If you want to raise more tax, get economic growth going.
Otherwise you end up in a doom loop, where tax rises suppress economic activity, which means you don't raise as much tax as you'd expected, which means you need to increase tax rates...
As I keep pointing out, the UK economy is growing the fastest in G7 despite Reeves inheriting a very poor fiscal situation that necessitated tax rises, and some general economic headwinds from US tariffs.
At the same time, Reeves has increased capital spending for long term growth and unlocked a number of large infrastructure projects that were stuck. Lots more to be done, but it's a very tricky balancing act at the moment.
That is as maybe, but the entire developed world is suffering from slow growth - partly that's because of long term structural headwinds around demographics, but made worse by the Russian invasion of Ukraine which has pushed up energy prices, and Trump's tariffs.
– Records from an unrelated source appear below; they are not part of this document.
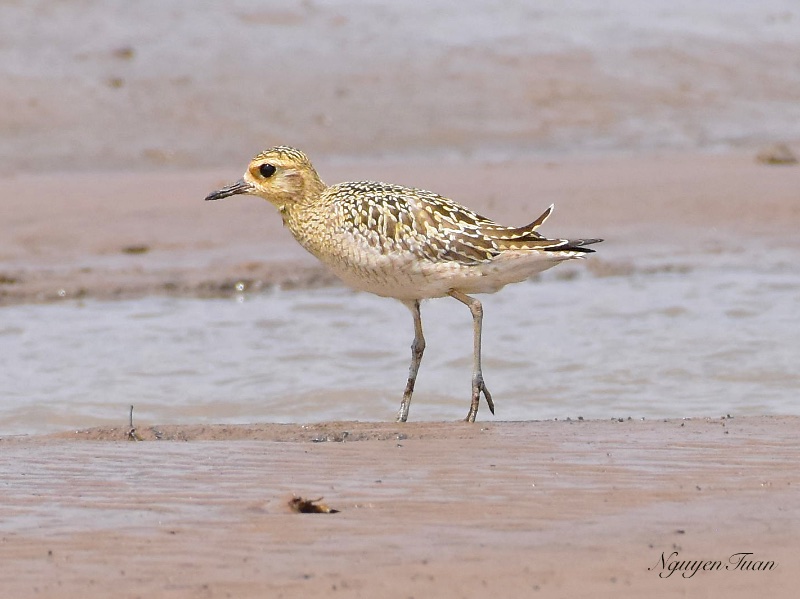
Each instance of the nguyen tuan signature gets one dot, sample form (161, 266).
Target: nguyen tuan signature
(667, 565)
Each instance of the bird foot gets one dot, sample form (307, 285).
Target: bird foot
(478, 387)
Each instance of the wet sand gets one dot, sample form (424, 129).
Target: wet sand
(114, 235)
(512, 509)
(427, 509)
(116, 124)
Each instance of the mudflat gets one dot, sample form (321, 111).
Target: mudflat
(702, 507)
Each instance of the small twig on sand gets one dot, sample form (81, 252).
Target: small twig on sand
(131, 434)
(310, 506)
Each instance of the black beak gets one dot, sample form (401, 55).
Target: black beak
(241, 186)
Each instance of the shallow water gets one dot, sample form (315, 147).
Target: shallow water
(712, 337)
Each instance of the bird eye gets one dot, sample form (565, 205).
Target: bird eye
(266, 170)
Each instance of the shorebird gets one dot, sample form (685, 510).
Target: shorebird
(404, 243)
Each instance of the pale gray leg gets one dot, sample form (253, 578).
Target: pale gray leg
(417, 348)
(478, 385)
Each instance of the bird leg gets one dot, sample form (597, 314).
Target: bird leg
(417, 348)
(478, 385)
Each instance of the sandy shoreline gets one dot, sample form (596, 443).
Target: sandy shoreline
(117, 235)
(515, 509)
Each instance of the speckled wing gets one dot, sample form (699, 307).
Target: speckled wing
(395, 219)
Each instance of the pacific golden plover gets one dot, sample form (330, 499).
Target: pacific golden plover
(404, 243)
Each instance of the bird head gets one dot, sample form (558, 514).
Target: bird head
(281, 175)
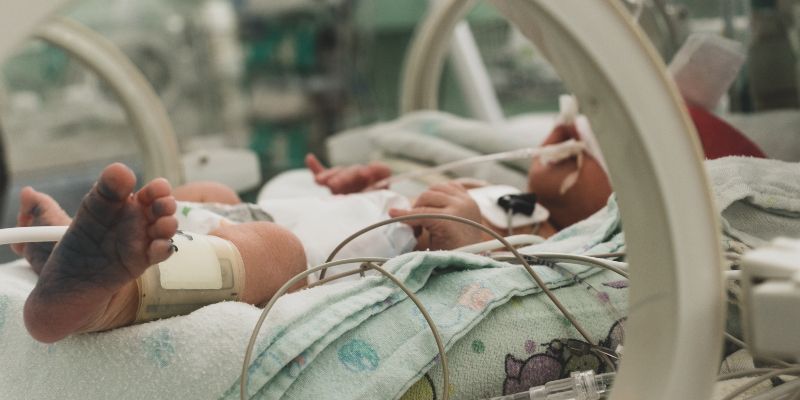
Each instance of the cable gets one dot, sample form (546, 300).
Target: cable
(756, 381)
(491, 233)
(515, 240)
(744, 373)
(614, 266)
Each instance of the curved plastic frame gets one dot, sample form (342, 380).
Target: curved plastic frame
(144, 108)
(674, 331)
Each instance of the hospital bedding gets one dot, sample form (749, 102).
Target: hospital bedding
(363, 339)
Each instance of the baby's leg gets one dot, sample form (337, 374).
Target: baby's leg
(88, 282)
(206, 192)
(271, 254)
One thing the government do is significantly loosen planning controls and buildling regulations. This would have the twin benefit of increasing housing supply, and driving economic growth.
Here's my one factoid for the day: residential construction as a percentage of GDP has fallen from over 7% of GDP in the early 1970s, to 5.8% between 1991 and 2007, to under 4% now. Given the increase in population we've seen, that is insanity.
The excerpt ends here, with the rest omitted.